Full catch-up (most aggressive for GP): 100% to GP until full catch-up achieved.

Partial catch-up: GP gets 50% or 80% of next dollars until catch-up; rest goes to LPs simultaneously.

No catch-up (most LP-friendly): straight 80/20 split after preferred return without GP making up the ground.

Catch-up at portfolio companies (less common):

Some liquidation waterfalls include catch-up provisions for common stockholders after preferred receives preference. Rare; usually proceeds either go entirely to preferred (up to preference) then common, or convert preferred to common for proportional distribution.

Ryan's Take

You don't need catch-up distribution in your own company's economics; it lives in fund math, between GPs and their LPs. It's worth understanding only because it shapes your investors' incentives. A full catch-up is GP-friendly, no catch-up is LP-friendly, and where a fund lands tells you something about how its GPs behave as the fund performs. File it under 'know it for the conversation,' not 'manage it.'

What founders get wrong: Confusing catch-up distribution (fund-level) with portfolio company waterfall mechanics. The right discipline: understand it's primarily fund economics; relevant for understanding GP incentives but not for founder day-to-day decisions.
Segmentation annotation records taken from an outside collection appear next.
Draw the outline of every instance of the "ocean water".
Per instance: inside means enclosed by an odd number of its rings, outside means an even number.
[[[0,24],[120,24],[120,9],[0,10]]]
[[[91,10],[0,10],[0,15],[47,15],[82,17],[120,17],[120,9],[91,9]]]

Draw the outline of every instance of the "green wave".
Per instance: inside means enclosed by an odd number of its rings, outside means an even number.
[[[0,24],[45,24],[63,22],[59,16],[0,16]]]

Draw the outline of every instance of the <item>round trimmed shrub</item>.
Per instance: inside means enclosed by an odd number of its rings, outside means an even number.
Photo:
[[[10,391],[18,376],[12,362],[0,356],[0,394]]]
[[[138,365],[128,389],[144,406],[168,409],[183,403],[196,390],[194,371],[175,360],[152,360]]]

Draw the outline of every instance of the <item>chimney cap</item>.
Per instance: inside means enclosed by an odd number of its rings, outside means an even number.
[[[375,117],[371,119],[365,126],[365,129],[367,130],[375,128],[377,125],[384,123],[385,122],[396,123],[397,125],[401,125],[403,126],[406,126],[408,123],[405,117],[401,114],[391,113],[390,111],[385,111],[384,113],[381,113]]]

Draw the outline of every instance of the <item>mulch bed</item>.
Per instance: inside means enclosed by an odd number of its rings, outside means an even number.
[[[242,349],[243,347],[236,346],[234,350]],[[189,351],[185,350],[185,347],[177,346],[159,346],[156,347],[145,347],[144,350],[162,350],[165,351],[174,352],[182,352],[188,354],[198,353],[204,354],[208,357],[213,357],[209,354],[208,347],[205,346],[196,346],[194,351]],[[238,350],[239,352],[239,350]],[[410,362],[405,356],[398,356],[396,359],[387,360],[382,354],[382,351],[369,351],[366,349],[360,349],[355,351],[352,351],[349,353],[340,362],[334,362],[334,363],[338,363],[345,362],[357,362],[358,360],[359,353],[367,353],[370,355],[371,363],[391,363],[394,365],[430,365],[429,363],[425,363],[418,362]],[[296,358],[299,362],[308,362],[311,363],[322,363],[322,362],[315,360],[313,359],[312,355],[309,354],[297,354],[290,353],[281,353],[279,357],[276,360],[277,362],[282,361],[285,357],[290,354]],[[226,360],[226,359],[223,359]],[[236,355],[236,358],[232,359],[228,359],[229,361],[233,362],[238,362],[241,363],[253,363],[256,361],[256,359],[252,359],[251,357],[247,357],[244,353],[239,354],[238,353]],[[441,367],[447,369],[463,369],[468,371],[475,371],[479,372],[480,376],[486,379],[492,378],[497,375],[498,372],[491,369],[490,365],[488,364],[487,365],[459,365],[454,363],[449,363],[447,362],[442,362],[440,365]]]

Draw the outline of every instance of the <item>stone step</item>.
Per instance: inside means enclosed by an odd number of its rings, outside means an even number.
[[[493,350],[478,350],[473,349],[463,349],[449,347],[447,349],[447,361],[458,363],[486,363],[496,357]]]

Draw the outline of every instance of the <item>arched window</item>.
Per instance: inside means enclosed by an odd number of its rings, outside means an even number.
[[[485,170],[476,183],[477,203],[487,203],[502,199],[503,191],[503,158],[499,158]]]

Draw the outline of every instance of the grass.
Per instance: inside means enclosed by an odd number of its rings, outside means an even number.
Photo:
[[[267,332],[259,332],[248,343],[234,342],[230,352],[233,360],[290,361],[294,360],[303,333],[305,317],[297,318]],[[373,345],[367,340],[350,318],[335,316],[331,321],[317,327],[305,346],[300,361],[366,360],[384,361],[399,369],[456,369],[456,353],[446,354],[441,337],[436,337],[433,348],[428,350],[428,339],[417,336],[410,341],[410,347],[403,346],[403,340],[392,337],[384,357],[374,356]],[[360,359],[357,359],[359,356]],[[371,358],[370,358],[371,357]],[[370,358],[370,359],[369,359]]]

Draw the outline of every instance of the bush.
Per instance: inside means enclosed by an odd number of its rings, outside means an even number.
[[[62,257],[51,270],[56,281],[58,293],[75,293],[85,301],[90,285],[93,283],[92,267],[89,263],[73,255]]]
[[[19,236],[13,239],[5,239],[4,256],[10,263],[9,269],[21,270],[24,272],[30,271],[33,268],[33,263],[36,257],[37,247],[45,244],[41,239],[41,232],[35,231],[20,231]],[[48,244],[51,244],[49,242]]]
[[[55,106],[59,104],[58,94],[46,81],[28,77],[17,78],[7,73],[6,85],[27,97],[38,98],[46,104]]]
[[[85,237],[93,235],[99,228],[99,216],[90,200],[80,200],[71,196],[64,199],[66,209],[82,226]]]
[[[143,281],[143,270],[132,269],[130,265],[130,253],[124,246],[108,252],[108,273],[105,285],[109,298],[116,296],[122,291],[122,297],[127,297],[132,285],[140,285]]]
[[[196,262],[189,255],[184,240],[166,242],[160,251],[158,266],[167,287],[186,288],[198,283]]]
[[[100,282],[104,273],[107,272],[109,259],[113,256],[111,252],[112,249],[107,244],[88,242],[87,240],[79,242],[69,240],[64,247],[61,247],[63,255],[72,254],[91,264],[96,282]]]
Related: Distribution Waterfall · Liquidation Waterfall · Carried Interest · Participating Preferred · Liquidation Preference

FAQ

What is a catch-up distribution?
A waterfall structure where one party receives 100% (or defined high percentage) of proceeds until reaching a target share of cumulative distributions, after which proceeds split per the standard ratio. Used in VC fund economics and occasionally in liquidation waterfalls.
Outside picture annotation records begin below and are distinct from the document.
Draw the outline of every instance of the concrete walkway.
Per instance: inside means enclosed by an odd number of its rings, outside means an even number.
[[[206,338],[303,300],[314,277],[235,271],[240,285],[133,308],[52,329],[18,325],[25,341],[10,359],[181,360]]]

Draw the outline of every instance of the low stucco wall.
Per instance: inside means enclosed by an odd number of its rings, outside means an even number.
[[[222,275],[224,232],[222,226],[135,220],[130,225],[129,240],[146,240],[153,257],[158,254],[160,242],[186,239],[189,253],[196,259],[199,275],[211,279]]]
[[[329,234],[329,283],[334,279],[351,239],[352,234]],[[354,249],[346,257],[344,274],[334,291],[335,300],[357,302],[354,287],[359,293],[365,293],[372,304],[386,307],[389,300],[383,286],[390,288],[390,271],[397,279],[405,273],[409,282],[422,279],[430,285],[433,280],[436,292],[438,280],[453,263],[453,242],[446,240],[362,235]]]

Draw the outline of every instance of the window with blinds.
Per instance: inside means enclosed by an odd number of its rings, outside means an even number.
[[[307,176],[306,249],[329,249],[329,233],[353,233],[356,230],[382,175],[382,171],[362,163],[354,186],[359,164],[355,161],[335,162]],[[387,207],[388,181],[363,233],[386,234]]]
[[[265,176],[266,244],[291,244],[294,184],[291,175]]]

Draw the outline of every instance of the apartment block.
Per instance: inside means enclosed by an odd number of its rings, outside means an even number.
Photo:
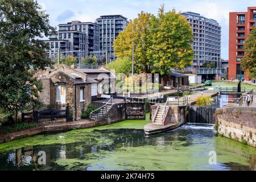
[[[108,53],[110,59],[114,59],[113,42],[120,32],[125,30],[127,19],[121,15],[104,15],[96,19],[100,26],[100,49]]]
[[[100,48],[99,26],[92,22],[72,21],[59,25],[59,31],[52,34],[46,42],[49,43],[49,56],[56,61],[57,55],[72,55],[80,62],[82,57]]]
[[[207,63],[220,68],[221,27],[218,23],[193,12],[183,13],[181,15],[187,19],[194,36],[192,47],[195,57],[191,68],[200,68]]]
[[[241,69],[241,61],[246,56],[244,43],[255,21],[256,7],[248,7],[246,12],[229,13],[229,80],[250,80],[248,73]]]

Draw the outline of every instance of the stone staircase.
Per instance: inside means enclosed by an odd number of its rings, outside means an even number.
[[[109,112],[113,105],[113,98],[104,106],[96,109],[90,113],[90,118],[93,120],[97,120],[104,118]]]
[[[163,118],[166,114],[165,106],[159,106],[159,108],[156,113],[156,116],[154,121],[154,123],[156,125],[163,125]]]

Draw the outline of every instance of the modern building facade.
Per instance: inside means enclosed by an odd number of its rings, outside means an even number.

Where does catch-up distribution typically appear?
Most commonly in VC fund distribution waterfalls: GP catch-up after LP preferred return ensures GP achieves their 20% carry on cumulative profits. Less commonly in portfolio company liquidation waterfalls.

What are catch-up structures?
Full catch-up (100% to one party until target reached; most aggressive for that party), partial catch-up (50% or 80% of next dollars; both parties receive simultaneously), no catch-up (straight ratio split after priority tier; most LP-friendly).